The purpose of this plan is to provide strategic direction for investment in managing the ACT’s natural resources. In responding to the threats facing our natural assets, governments and community are willing to substantially invest in their repair and protection. These investments need to be spent in the right places and on the most pressing needs. Actions need to be logically connected to outcomes and the plan must be supported by the community.
This plan forms the basis for investment by government, business and community in addressing these issues.
The underlying basis of this plan is a framework known as ‘adaptive management’ or learning from doing – adaptive managers learn by implementing plans and policies (Allan 2007). The process can take place at the small scale where one person provides both experimental and governing sides of the process; up to the large scale where government agencies and other organisations provide the input and assessment.
Adaptive management is used when outcomes of actions cannot be accurately predicted so that there is an element of uncertainty about the best management interventions to use. Such uncertainty can arise through natural variability (e.g. weather or climate) or from an incomplete knowledge of systems and how they work. Waiting until the knowledge base is more complete is not a tenable option when it is clear that ecosystem function is declining and the community is willing for action to take place.

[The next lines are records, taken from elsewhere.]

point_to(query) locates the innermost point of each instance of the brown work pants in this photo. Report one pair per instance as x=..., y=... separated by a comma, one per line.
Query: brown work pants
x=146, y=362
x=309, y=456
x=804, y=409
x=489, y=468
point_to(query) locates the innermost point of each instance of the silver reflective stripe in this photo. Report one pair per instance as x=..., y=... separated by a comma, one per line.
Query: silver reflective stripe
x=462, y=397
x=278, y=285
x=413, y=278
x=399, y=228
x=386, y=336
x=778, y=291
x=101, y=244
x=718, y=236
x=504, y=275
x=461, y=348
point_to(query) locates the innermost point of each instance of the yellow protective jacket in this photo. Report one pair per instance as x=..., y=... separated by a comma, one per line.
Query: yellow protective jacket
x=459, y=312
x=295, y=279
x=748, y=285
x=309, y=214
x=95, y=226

Under an adaptive management approach, hypotheses are drawn and action takes place in a systematic fashion so that outcomes can supply knowledge about the ecosystem and its responses. These outcomes then supply knowledge for the next cycle of actions. The resulting series of steps through planning, implementation, monitoring and assessment (see Figure 4) is known as passive adaptive management. In a more active approach and one that is more likely to result in successful outcomes, implementation occurs as large-scale experiments that are testing specific hypotheses about responses, thus enhancing performance of each
cycle.
First attempts to specifically describe targets and relationships may look clumsy in 20 years’ time, but it is the only way to make underlying assumptions visible, test them and improve on them.
sustainable change
This plan is the outcome of an extensive planning and consultation process:
People and organisations involved in formulating this plan include ACT government agencies, local government and regional bodies in neighbouring NSW, community organisations and individuals, environmental and catchment groups, industry, landholders, Indigenous people and the academic and scientific community.
The planning process used a logical approach (known as program logic) in determining the vision, targets and actions to be contained in the plan.

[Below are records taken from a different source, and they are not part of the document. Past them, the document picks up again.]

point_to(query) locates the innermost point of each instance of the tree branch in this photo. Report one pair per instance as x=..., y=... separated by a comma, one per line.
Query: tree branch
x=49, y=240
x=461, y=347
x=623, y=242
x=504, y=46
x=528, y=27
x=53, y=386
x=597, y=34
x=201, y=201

This plan uses the ACT State of Environment reporting process to inform baseline information for target areas (as at June 2007).
A program logic model is a systematic, visual way to develop and present a planned program with its underlying assumptions and theoretical framework. It uses logical steps to ensure that all actions undertaken in addressing targets for natural resource management investment are actually contributing.
A program logic approach starts with formulating a longer-term vision – say over 30 years – of how we would like natural resource assets to look. In order to achieve this vision, we devise a range of projects and activities that we judge will make a difference in the medium term – seven years. At the same time we set short-term milestones – five years – to indicate whether we are on the right track. At these milestones, we evaluate actions to ensure that we learn by doing, and additionally that we take advantage of advances in related science and reflect changes in community attitudes.
The targets and management actions in this plan are a result of extensive community and government consultation. Sixteen SMART (specific, measurable, achievable, relevant and timebound) targets have been identified over the four areas of community, land, water and biodiversity. Objectives for each asset are set separately so that the plan focuses on individual issues and formulates specific targets and management actions (see the action plan in Part 4 for a detailed outline of actions, outcomes and outputs for each target).